Anoche entendí algo. Vi en un vídeo a un surfista chiflado perder el miedo y
subirse a una pared de agua que parecía una ciudad avanzando. No era valentía
ciega, era una especie de pacto con el mar. Y supe que quería mirar de frente
ese pacto desde el faro de Nazaré, con el Atlántico creciendo como un animal
antiguo. No para vencerlo sino para escuchar lo que dice cuando se levanta con
furia y poder.
Las olas gigantes de Nazaré siempre me han
parecido como criaturas vivas, enormes, casi prehistóricas. Llamarlas animal antiguo es reconocerles su fuerza
mítica, como si fueran un monstruo marino que existía antes que nosotros.
Imagino el faro, la piedra que resiste, el viento que limpia la cara y deja un
sabor a sal que no se olvida. Imagino el golpe de cada ola como una frase
escrita sin palabras.

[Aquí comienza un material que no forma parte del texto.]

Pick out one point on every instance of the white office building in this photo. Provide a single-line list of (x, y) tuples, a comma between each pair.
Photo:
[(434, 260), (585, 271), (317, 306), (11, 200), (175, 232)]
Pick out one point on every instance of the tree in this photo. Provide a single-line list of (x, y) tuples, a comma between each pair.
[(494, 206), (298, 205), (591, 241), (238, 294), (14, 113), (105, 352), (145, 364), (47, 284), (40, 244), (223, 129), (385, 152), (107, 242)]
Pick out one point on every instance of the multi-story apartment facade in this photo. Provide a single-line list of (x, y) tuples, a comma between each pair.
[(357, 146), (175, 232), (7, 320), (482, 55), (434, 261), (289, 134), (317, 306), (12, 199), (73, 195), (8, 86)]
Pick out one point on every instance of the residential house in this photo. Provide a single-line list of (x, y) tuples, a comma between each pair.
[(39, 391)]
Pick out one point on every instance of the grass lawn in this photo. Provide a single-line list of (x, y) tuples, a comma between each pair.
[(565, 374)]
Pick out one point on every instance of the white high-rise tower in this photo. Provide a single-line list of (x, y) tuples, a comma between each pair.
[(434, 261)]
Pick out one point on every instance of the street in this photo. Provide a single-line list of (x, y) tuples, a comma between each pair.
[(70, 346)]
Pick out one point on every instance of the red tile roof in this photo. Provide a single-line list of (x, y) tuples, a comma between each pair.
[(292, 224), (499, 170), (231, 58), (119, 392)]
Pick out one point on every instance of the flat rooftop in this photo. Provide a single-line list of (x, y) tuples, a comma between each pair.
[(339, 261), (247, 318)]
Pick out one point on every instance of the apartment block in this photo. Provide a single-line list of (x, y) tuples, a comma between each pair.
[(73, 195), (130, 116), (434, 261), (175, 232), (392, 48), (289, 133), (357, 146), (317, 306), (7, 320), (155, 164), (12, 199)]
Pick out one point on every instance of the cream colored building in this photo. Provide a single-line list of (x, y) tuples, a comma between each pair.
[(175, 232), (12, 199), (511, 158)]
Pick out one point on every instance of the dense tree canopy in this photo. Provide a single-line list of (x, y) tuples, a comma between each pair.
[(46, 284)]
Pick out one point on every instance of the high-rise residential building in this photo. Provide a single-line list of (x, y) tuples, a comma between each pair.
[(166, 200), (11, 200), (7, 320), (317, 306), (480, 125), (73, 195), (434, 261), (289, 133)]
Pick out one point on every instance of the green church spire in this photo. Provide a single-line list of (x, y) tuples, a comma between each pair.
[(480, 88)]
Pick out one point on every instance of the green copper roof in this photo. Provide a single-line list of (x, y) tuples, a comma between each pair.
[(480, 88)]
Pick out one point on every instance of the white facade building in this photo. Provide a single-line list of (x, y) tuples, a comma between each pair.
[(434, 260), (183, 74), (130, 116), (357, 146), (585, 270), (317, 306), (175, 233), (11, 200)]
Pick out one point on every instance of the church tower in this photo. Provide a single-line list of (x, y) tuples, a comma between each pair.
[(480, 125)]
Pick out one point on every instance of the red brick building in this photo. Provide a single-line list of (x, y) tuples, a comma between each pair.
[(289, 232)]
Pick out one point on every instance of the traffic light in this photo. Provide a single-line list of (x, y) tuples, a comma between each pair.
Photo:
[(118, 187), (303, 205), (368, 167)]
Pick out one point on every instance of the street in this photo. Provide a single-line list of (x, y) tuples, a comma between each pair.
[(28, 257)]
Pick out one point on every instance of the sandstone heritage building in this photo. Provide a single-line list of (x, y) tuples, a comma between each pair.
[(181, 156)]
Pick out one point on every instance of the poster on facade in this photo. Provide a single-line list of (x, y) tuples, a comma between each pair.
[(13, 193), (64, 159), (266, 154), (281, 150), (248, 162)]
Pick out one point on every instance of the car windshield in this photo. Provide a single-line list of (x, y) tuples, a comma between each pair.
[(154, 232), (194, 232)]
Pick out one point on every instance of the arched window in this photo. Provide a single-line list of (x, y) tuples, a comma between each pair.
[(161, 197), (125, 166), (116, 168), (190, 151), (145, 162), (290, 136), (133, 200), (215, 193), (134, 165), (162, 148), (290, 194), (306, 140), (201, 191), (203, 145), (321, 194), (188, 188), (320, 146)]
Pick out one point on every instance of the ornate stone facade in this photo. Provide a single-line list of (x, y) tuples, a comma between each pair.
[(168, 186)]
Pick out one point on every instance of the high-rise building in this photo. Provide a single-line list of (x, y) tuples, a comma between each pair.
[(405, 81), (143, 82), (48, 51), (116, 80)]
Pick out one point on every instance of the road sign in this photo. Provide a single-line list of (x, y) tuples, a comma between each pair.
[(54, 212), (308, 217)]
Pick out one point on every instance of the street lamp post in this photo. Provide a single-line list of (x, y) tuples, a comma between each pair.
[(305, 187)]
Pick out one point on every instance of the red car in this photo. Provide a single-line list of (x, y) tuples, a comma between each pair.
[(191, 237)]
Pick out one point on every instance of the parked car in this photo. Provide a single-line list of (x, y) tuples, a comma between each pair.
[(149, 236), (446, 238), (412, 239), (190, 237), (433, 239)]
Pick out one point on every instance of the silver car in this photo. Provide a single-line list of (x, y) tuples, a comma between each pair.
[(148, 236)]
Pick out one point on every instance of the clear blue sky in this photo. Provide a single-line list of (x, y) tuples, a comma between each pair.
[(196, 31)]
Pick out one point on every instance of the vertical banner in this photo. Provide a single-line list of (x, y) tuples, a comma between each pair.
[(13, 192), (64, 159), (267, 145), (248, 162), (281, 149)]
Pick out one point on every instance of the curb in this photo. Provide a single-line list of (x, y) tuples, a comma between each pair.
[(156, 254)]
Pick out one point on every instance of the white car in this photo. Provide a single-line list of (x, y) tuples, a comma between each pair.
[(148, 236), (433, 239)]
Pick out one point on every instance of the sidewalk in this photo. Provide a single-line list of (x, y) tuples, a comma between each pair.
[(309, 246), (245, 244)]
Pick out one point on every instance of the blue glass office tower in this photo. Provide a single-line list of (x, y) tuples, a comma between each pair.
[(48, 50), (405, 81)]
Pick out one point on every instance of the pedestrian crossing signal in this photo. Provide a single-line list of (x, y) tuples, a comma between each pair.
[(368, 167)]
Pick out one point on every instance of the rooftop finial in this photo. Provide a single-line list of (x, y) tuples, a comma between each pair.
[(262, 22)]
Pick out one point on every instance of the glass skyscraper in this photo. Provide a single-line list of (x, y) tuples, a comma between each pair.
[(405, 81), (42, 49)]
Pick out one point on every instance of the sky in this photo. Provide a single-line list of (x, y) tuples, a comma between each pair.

Se va hasta allá para recordar que el miedo nace de una
medida equivocada y que a veces la vida solo pide quedarse de pie en el sitio
justo mientras observas lo inmenso.
A un paso de Nazaré, Lisboa, ciudad de la que
conservo, veinte años después, un recuerdo nítido, como un rumor cercano. La
Lisboa de Pessoa, que caminaba sin prisa y se multiplicaba para poder sentirlo
todo, sentado en un café mientras miraba pasar la ciudad. Porque su Lisboa no
era solo palabras, sino territorios íntimos que le urgía compartir. Viajar
también es eso: aprender a ser varios para que el mundo nos quepa mejor.
El azar ha vuelto a decidir por mí: el 18 de enero, d. m., me veré pequeña y contenta frente al faro de Nazaré. No iré a presenciar una hazaña surfera, iré a saludar a la ola para que me explique, sin saberlo, de qué está hecho el deseo. Y si el mar decide crecer entonces, lo miraré con respeto y con gratitud. Si no lo hace, también estará bien. Lo importante será estar allí, porque a veces la revelación es simple: escoger un lugar en el mundo y decir aquí. Aquí quiero estar, porque todos tenemos un lugar que deseamos ver al menos una vez, y no imagino un sitio mejor donde soplar las velas de mi cumpleaños.